“It’s not a question of who are we really. It’s who we want to be.”
Those are the lyrics from Paramore’s lesser-known B-side track Escape Route. They have stuck with me since the first time I listened to the song in 2013.
I can’t believe I never realized it myself. How true Hayley‘s words are.
I’m sure the actual meaning behind them was the band choosing to go for a new sound after two of its members had left, rather than trying to recreate what they used to have. But to me the lines seem to bear a different message.
We go through life searching for ourselves, trying to define who we are based on our likes, dislikes, abilities, BuzzFeed quiz results … when it’s really all about who we want to be.
Who I am now is not the same person I will be in 5 minutes–everything is changing all the time. Life never stops happening and so every little experience I have will steer my identity boat in one direction or in one of the million of others. So by trying to understand who I am, I only resemble that dog who’s chasing his own tail, but is ultimately just running in circles.
Plus, we don’t always get to choose who we are.
Just because I’m good at math, doesn’t mean I want to be. It’s just a genetic advantage I’ve got from my mother. But I did not choose to be good at it. Does being good at math then define who I am? I don’t think so.
Just because I can’t play the piano (yet), doesn’t mean I completely reject the idea of learning to and have no sensitivity to musical intricacies. Does the fact that I don’t play the piano then define who I am? I don’t think so.
Martin Eden, the title character in Jack London‘s 1909 novel, was born and raised to be a poor, working-class sailor with bad language, no education, and no understanding of etiquette. Yet he wanted to become a writer. To other characters in the book who only saw him for what he, supposedly, was, he seemed unintelligent and inferior. But to us, the readers, who saw how passionate and hard-working he was, how quickly he grasped the unfamiliar concepts coming from the writers and academics he met, he seemed just as intelligent as a regular person, if not more.
Eventually he did find success in authorship and others began to see that intellect we knew about all along. I’s because who he was then was expressed through who he wanted to be.
So, did Martin Eden’s life as a sailor and lack of education define his intellectual abilities? No.
The future we see for ourselves defines who we are. A medical student with a dream to become a neurosurgeon, who scored just below the cut-off point and lost his spot in the course, is still intelligent, ambitious and caring.

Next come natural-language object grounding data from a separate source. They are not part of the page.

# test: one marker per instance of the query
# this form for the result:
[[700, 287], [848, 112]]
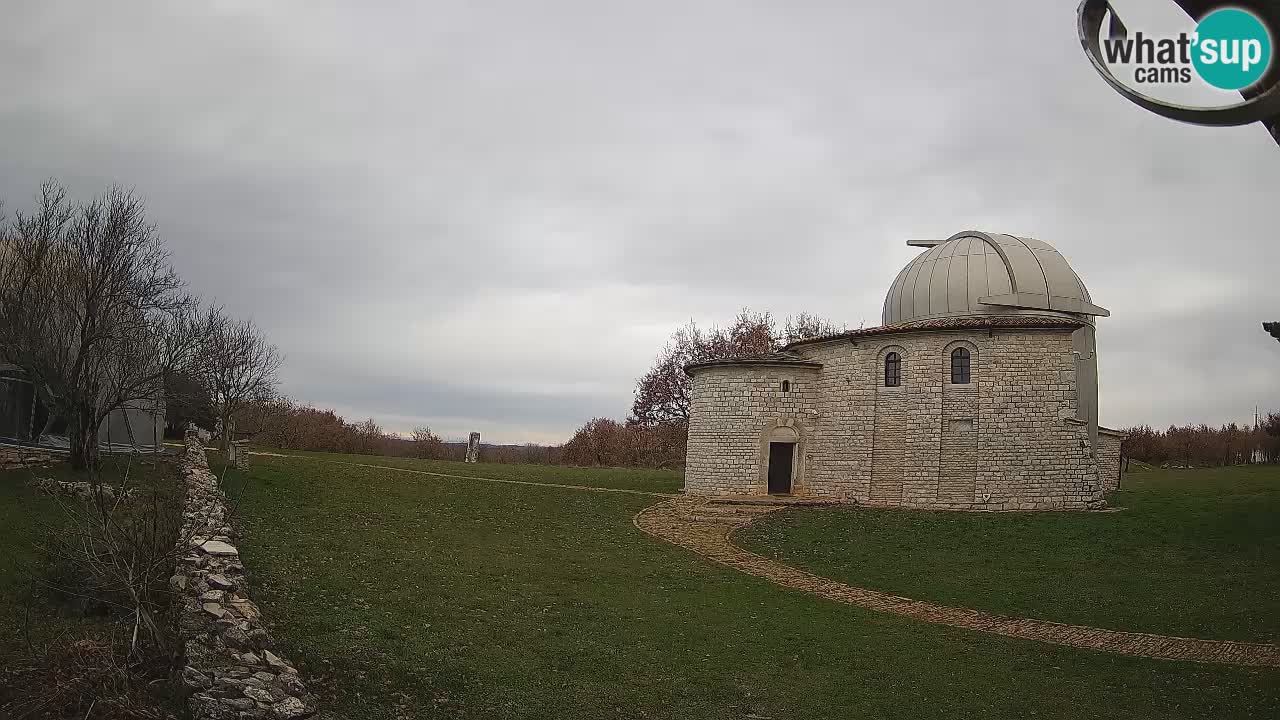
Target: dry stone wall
[[1005, 441], [232, 669]]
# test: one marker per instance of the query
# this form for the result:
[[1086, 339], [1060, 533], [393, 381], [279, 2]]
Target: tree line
[[97, 319], [1203, 446]]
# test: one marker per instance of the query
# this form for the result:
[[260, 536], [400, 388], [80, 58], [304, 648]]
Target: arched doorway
[[782, 452]]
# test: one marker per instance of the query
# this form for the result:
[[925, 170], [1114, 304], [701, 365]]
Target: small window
[[892, 369], [960, 367]]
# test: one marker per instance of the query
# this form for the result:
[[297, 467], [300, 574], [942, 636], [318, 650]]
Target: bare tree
[[663, 393], [426, 443], [241, 368], [91, 309]]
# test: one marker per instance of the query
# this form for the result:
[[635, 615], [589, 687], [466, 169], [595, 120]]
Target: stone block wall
[[1109, 458], [1001, 442], [734, 408]]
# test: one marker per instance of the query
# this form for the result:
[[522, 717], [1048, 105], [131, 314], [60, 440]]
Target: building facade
[[978, 392]]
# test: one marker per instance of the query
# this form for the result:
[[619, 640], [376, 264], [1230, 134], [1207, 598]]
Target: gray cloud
[[490, 215]]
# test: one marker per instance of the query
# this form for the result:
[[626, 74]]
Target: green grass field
[[1192, 552], [419, 596], [30, 616]]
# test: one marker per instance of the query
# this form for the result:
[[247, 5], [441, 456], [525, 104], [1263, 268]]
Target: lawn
[[32, 616], [417, 596], [1192, 552], [617, 478]]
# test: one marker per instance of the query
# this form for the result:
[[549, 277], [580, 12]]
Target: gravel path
[[707, 529]]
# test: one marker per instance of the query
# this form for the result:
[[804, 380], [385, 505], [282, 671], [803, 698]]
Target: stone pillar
[[237, 452], [472, 447]]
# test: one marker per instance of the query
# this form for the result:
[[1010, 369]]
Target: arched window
[[960, 367], [892, 369]]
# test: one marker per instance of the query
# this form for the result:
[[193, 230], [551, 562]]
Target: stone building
[[978, 392]]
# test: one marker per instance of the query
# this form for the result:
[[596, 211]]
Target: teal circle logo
[[1233, 49]]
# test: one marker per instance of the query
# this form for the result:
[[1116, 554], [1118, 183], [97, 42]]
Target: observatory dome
[[976, 273]]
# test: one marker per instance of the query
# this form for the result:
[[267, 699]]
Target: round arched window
[[892, 369], [960, 367]]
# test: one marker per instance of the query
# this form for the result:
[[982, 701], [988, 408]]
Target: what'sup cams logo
[[1232, 48]]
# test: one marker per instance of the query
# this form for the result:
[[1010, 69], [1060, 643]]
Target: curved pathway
[[705, 528]]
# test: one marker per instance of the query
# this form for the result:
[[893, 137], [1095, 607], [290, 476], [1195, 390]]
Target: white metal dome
[[978, 273]]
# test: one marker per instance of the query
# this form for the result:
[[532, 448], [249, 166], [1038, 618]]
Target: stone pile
[[18, 458], [231, 669]]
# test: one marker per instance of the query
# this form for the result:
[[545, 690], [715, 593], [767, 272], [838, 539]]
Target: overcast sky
[[490, 215]]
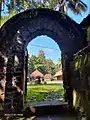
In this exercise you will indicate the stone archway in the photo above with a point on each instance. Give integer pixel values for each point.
(17, 32)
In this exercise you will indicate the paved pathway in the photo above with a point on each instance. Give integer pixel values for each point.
(49, 103)
(54, 118)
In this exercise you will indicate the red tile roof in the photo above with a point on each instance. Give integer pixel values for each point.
(48, 76)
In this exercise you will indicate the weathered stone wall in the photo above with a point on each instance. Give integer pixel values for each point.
(80, 68)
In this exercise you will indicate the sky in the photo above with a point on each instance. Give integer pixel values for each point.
(46, 43)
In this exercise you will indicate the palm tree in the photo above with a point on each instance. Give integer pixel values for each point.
(76, 6)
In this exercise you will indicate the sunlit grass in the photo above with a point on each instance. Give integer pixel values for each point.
(40, 91)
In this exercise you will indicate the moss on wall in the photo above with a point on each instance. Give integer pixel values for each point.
(81, 82)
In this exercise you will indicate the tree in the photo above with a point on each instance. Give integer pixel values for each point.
(76, 6)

The reason why this makes sense, I think, is based on having control and over which things. We have only partial control over how well we do in school or whether we take piano lessons as kids (think about the effect that parents, teachers, friends, money, genetics … have). But we do have full control over who we want to be.
It’s not just me and Hayley who believe this to be true. Dumbledore (i.e. J. K. Rowling) said almost the exact same thing when Harry worried his ability to speak to snakes meant he was as bad as Voldemort:
“It is not our abilities that show us what we truly are. It is our choices.”